Я сама сохраняла совершенное спокойствие духа. Избавленная от ответственности присутствием мадам Бек, убаюканная мерными переливами ее голоса, наставляемая и услаждаемая ясностью ее объяснений (преподавала она и впрямь хорошо), я рисовала, склонясь над своим бюро, точнее, копировала затейливую выгравированную надпись, уныло доводя мою копию до полной неотличимости от образца, в чем, как я полагала, и состоят задачи искусства. И — странное дело — я извлекала из этих трудов высшее наслаждение. Я научилась воспроизводить витиеватые китайские письмена, выгравированные на стали или на меццотинтовых пластинах, создавая произведения, по моему мнению, столь же ценные, как и вязанье, хоть в те времена я очень к нему пристрастилась.
И вдруг — о боже! Рисунки, карандаш — все разом скомкала беспощадная, сокрушающая рука. Саму меня согнали, стряхнули со стула — так раздраженная кухарка выбрасывает из коробочки для специй завалявшийся на дне одинокий и сморщенный миндальный орешек. Бюро и стул разъехались в разные стороны. Я поспешила им на выручку.
Но вот уже и бюро, и меня, и стул водрузили в центре залы — просторного помещения, соседствующего с классом и используемого обыкновенно только для уроков пения и танцев, — и водрузили столь непререкаемо, что и отдаленной надежды не осталось у нас вырваться отсюда.
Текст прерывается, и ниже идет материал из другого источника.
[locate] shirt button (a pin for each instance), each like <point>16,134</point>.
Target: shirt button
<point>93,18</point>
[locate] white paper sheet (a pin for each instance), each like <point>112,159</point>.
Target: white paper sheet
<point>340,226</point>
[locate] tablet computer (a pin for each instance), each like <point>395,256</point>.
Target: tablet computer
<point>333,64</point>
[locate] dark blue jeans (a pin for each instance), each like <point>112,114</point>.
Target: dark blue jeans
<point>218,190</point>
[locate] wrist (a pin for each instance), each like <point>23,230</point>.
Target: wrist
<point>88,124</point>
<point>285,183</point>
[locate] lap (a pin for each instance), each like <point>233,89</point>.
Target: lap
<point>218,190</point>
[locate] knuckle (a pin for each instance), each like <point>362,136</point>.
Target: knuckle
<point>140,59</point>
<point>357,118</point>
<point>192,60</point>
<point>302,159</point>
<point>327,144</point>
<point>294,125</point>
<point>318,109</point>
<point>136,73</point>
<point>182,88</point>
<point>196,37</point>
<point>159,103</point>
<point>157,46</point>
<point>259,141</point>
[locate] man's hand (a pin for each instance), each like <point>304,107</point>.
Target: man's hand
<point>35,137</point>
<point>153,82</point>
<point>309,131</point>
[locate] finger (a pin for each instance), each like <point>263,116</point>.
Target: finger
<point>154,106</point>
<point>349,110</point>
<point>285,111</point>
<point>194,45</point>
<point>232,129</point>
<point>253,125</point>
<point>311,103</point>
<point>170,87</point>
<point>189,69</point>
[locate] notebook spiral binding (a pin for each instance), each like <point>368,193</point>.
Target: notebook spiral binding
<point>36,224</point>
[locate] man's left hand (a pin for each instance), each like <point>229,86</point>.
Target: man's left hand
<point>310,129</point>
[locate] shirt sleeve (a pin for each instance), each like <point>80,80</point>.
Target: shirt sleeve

Едва овладев собой после потрясения, я обнаружила напротив себя двоих, видимо, я должна сказать — джентльменов, — одного черноволосого, другого со светлыми волосами. Первый был вида сурового, мне показалось, это был военный, на нем был сюртук с галунами; второй небрежностью одежды и развязностью манер скорее походил на поклонника изящных искусств. Оба блистали великолепием усов, бакенбард и эспаньолок. Мосье Эмануэль держался от них на некотором отдалении. Лицо его пылало гневом; жестом трибуна он выбросил руку вперед.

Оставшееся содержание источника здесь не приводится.